What I do is I take that concept they have and I build on top of it to suit them first of all and then suit me , at the end of the day it is a 50 – 50 situation. I have to shoot something that I like , I will be proud of and something they will like.
Feeling the nigga was actually dbanj’s idea I just worked  on it and shot it, but most artistes are usually coming up with the concept and they tell me I want this , I want that.  

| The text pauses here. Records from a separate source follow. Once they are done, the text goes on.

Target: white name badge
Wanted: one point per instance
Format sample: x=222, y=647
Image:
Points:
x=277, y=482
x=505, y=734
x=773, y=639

VOM : You’ve worked with a wide range of artists—in terms of popularity, too—from kabar , mr songz, kcee to dbanj(db records). Did you notice any sort of difference in process correlated with popularity? In other words did you have issues managing the popular artistes?
CI JIZZLE : Actually the truth is I have never had a problem with the big artistes , I usually have problems with upcoming artistes or preferably upcoming artistes with lower budget. 
I don’t have problems with the big artistes , because when they come to me it is either they come with a big budget or a decent budget and everything seems to work out perfect, I have not had any problem with any big artiste.

VOM : Have you shot any movie , soap or short film?
CI JIZZLE : Okay , I have shot some besides the student film I shot , I did a public service announcement on ebola ,  campaign for , I have also done DSTV ad, that’s pretty much what I have done. As I said earlier the film I did was a student film. 

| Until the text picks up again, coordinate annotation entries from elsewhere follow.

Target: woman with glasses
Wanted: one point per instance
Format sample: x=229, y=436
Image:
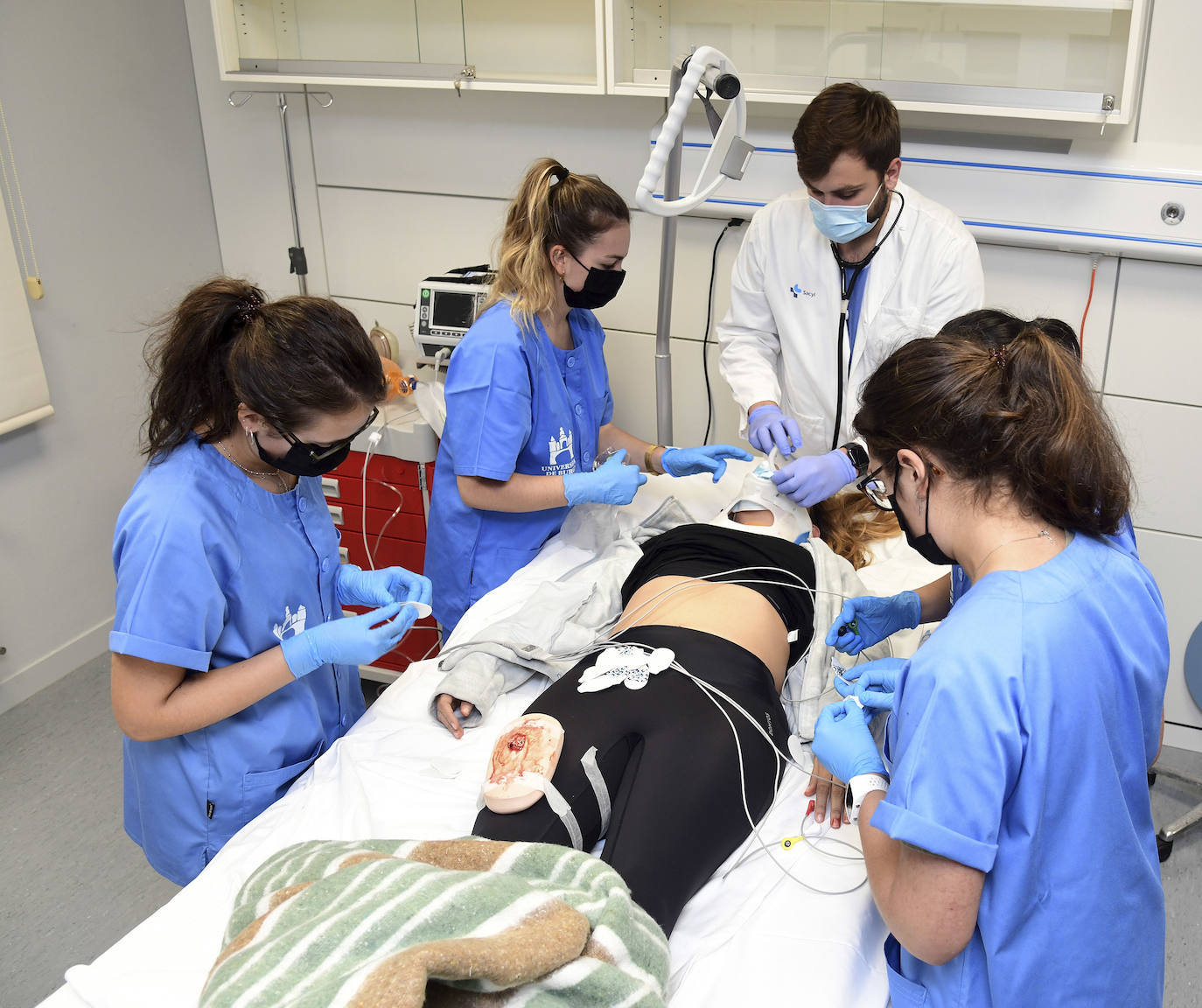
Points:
x=1012, y=815
x=875, y=619
x=234, y=668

VOM : What inspired the concept of JJC’s ERU?
CI JIZZLE : That video was all JJC’s idea , like I said you have clients who know what they want, he knew what he wanted and just did not want to direct it , so he came up with the idea and I just put my own twist to it and made it.

VOM : Can you tell me a little about the equipment(gear) you use for most video productions?
CI JIZZLE : When I shoot it depends on the budget first of all, if I have a very good budget I have the option between the RED Epic and ARRI Alexa , I use ARRI Alexa when the concept is like a film or storyline, if it is just a musical montage I use RED dragon.
For my lighting setup I usually have a formula which kind of stays the same on most shoots, I just build on it, I usually use the HMI , I prefer using soft lighting , am not really into the tungsten lighting procedure , that’s what I use for my music videos, depending on what am doing I just twist it a little bit. I love using HMI and I don’t like tungsten , I don’t like the yellow light.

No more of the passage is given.